Seleção ótima de baterias armazenadoras de energia em redes de distribuição com geração distribuída considerando modelagem da operação por redes neurais

Detalhes bibliográficos
Ano de defesa: 2019
Autor(a) principal: Rangel, Camilo Alberto Sepúlveda
Orientador(a): Não Informado pela instituição
Banca de defesa: Não Informado pela instituição
Tipo de documento: Tese
Tipo de acesso: Acesso aberto
Idioma: por
Instituição de defesa: Universidade Federal de Santa Maria
Brasil
Engenharia Elétrica
UFSM
Programa de Pós-Graduação em Engenharia Elétrica
Centro de Tecnologia
Programa de Pós-Graduação: Não Informado pela instituição
Departamento: Não Informado pela instituição
País: Não Informado pela instituição
Palavras-chave em Português:
Link de acesso: http://repositorio.ufsm.br/handle/1/18509
Resumo: This thesis presents a methodology for optimal determination of type, bar, and capacity of Battery Energy Storage Systems (BESS) in distribution systems with distributed generation (DG) where the battery optimal operation is approximated by an input/output model created with neural networks. A genetic algorithm selects the storage by a fitness function defined with the annual operation costs of the distribution system, the voltage limits, and batteries costs. The model allows to compare different types of batteries technologies, considering its technical and economical characteristics. Lifetime of the battery is based on the depth of discharge (DOD) impact to the life cycle. The database for the input/output model is obtained by a Monte Carlo simulation of the optimal daily operation of the battery for a representative sample from a yearly real data. This approach allows to consider the stochastic behavior of the distributed generation, the load and the energy prices. The daily operation of the battery is optimized by a nonlinear optimization model, considering a load flow by OpenDSS proprietary software from the Electric Power System Research Institute (EPRI).

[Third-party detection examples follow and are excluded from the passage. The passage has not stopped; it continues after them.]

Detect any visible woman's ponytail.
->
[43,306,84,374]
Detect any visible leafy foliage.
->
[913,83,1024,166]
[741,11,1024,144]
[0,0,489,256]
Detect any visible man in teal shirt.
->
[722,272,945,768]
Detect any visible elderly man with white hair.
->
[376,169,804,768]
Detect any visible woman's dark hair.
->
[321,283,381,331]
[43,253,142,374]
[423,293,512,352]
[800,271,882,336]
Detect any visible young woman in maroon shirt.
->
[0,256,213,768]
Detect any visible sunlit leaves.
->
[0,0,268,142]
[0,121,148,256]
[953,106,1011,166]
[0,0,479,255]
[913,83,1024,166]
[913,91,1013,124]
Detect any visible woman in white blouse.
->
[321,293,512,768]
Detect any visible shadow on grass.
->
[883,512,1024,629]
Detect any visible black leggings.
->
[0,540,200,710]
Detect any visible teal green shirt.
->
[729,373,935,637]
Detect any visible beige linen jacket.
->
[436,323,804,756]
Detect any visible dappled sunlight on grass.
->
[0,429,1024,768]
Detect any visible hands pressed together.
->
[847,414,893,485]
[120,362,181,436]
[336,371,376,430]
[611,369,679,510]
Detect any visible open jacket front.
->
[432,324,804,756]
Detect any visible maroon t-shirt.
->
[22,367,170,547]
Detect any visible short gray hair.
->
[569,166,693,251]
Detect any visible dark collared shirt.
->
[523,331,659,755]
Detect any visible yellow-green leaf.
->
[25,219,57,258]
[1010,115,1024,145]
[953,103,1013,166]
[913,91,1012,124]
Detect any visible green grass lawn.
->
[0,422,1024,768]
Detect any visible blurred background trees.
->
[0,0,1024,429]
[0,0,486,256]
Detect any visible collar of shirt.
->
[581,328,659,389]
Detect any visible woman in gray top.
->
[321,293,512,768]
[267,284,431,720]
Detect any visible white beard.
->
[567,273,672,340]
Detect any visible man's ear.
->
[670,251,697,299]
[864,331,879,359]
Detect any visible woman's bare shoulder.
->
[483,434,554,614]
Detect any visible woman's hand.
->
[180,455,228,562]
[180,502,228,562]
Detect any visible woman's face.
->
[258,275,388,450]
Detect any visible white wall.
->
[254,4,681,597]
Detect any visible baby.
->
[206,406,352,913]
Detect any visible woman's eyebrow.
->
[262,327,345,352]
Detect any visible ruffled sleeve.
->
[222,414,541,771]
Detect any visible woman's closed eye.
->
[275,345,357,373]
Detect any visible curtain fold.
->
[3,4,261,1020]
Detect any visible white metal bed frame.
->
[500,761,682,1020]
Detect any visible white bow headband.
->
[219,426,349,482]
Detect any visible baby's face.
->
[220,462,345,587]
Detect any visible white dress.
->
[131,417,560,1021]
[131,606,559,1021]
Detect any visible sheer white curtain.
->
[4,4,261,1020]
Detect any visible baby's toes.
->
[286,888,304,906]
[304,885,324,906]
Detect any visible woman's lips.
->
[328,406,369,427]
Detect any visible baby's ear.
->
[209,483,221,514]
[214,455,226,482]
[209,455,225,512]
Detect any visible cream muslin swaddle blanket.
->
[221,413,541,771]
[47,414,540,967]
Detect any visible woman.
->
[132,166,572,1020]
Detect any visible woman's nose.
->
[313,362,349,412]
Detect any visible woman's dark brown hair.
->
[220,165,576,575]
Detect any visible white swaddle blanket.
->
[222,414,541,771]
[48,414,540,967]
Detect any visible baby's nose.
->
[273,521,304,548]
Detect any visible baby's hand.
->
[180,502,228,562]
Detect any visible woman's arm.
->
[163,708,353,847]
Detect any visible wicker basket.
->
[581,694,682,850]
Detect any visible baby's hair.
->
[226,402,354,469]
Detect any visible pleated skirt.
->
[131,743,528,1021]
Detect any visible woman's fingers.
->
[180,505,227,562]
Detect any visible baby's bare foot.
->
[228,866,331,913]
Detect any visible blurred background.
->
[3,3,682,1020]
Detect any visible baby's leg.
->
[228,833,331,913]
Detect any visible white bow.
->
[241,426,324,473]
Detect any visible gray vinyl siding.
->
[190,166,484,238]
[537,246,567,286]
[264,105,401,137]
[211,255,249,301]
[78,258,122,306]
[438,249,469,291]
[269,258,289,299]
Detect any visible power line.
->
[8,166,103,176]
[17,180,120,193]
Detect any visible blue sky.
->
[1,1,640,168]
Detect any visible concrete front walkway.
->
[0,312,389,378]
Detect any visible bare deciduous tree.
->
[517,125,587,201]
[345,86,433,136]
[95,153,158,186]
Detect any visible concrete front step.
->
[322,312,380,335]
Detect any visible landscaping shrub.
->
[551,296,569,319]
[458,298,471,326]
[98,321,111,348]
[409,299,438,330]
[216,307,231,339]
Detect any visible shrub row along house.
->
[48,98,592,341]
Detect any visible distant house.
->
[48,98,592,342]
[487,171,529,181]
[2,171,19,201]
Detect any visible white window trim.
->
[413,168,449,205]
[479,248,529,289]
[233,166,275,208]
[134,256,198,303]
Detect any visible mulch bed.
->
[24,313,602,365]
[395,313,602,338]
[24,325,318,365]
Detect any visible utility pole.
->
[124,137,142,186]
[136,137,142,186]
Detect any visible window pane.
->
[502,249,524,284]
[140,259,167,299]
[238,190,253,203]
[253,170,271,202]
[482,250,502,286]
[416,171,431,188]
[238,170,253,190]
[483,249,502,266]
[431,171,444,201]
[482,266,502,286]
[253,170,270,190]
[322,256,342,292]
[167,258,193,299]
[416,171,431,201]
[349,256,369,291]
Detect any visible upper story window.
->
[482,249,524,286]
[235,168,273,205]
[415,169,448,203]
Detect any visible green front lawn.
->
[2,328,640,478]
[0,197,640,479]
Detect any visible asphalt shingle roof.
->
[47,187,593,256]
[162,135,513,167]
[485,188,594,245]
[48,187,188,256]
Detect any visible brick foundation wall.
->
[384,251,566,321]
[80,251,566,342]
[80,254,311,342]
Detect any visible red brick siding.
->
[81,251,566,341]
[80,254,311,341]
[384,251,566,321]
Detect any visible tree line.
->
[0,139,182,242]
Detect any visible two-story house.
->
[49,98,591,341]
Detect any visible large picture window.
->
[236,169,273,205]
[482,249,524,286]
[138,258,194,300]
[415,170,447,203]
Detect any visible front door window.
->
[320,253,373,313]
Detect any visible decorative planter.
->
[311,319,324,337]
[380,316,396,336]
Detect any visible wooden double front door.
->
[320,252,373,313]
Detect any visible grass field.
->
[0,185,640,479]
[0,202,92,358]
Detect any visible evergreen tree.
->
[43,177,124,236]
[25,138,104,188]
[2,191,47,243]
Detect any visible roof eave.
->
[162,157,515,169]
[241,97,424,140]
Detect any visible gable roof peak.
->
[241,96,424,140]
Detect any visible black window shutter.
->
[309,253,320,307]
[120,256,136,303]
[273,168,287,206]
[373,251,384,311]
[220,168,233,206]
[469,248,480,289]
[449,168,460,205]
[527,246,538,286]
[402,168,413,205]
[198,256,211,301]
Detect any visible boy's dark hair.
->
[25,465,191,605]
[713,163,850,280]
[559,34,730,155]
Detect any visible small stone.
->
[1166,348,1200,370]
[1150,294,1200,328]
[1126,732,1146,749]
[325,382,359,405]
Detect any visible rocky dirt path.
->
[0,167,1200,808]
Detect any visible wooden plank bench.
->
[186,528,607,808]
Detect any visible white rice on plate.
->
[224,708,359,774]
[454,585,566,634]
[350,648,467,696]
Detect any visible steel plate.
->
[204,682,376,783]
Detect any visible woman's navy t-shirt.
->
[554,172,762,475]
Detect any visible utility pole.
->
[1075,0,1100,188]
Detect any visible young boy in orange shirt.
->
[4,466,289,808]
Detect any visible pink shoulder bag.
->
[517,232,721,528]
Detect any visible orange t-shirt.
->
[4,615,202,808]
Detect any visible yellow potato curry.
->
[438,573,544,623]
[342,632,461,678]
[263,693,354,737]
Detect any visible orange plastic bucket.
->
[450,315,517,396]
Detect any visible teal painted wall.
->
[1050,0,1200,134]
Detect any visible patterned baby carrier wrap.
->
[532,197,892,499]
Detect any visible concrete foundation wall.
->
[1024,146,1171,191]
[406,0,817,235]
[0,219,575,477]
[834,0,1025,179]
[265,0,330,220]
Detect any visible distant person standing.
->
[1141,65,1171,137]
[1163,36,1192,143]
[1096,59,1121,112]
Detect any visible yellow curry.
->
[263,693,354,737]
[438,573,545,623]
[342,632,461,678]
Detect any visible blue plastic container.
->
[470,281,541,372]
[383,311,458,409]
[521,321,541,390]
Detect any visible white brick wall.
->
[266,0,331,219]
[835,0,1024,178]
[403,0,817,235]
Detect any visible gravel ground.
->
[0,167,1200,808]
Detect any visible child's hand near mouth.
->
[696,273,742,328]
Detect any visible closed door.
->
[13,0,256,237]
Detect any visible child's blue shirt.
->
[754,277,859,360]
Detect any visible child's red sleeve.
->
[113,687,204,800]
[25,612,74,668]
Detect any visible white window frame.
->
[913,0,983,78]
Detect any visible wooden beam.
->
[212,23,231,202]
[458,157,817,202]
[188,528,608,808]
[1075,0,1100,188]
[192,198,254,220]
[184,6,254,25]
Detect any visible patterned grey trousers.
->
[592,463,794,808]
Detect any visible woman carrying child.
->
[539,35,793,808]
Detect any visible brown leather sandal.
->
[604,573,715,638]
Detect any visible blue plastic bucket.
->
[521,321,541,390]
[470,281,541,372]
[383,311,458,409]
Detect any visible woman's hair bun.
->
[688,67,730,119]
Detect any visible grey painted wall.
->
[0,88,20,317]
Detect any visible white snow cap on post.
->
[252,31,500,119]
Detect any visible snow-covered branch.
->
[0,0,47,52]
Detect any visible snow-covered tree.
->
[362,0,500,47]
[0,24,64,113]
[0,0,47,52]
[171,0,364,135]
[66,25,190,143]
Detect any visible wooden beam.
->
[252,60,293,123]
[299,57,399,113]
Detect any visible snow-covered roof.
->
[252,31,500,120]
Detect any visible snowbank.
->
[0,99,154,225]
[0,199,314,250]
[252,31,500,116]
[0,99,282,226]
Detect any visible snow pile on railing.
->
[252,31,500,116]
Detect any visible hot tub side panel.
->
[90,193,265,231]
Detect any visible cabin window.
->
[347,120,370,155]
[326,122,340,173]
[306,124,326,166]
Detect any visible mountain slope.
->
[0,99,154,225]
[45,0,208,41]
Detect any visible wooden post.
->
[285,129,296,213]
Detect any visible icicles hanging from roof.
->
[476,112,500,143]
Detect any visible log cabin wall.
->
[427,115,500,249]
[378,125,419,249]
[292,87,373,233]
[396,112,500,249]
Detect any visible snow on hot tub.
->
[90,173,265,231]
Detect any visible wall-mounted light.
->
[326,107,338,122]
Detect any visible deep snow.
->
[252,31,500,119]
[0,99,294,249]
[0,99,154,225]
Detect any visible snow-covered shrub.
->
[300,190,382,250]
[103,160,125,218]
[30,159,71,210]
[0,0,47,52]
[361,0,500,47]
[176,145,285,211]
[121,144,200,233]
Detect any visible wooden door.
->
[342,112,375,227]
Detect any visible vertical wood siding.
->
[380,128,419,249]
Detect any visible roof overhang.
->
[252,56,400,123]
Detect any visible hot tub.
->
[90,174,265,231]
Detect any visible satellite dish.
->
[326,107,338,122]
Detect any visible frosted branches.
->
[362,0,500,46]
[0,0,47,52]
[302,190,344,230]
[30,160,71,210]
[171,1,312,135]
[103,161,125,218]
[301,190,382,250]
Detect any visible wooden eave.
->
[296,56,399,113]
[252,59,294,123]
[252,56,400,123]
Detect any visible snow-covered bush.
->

The neural network was based on the Group Method of Data Handling (GMDH). The neural network implementation allows to reduce the yearly simulation time, where the possible selection alternatives are chosen by the genetic algorithm. This methodology is tested in a distribution system of 33 nodes, and the generation, demand, and prices curves are taken from data of the Independent Electricity System Operator IESO relative to the Canadian distribution system, considering solar and wind as renewable sources. The studied case shows a good approximation of the neural network with the obtained data for the daily load flow and allows to identify the critic cases of the systems, as bar location not allowed and probability of risk of the results. The results compare the use of the batteries in the distribution network, reducing losses and operational costs along the day in the system and selecting the best type. Also, the storage systems can reduce the final energy cost of the system (limited by the proposed constraints) and the loses, with the possibility to determine the best alternative.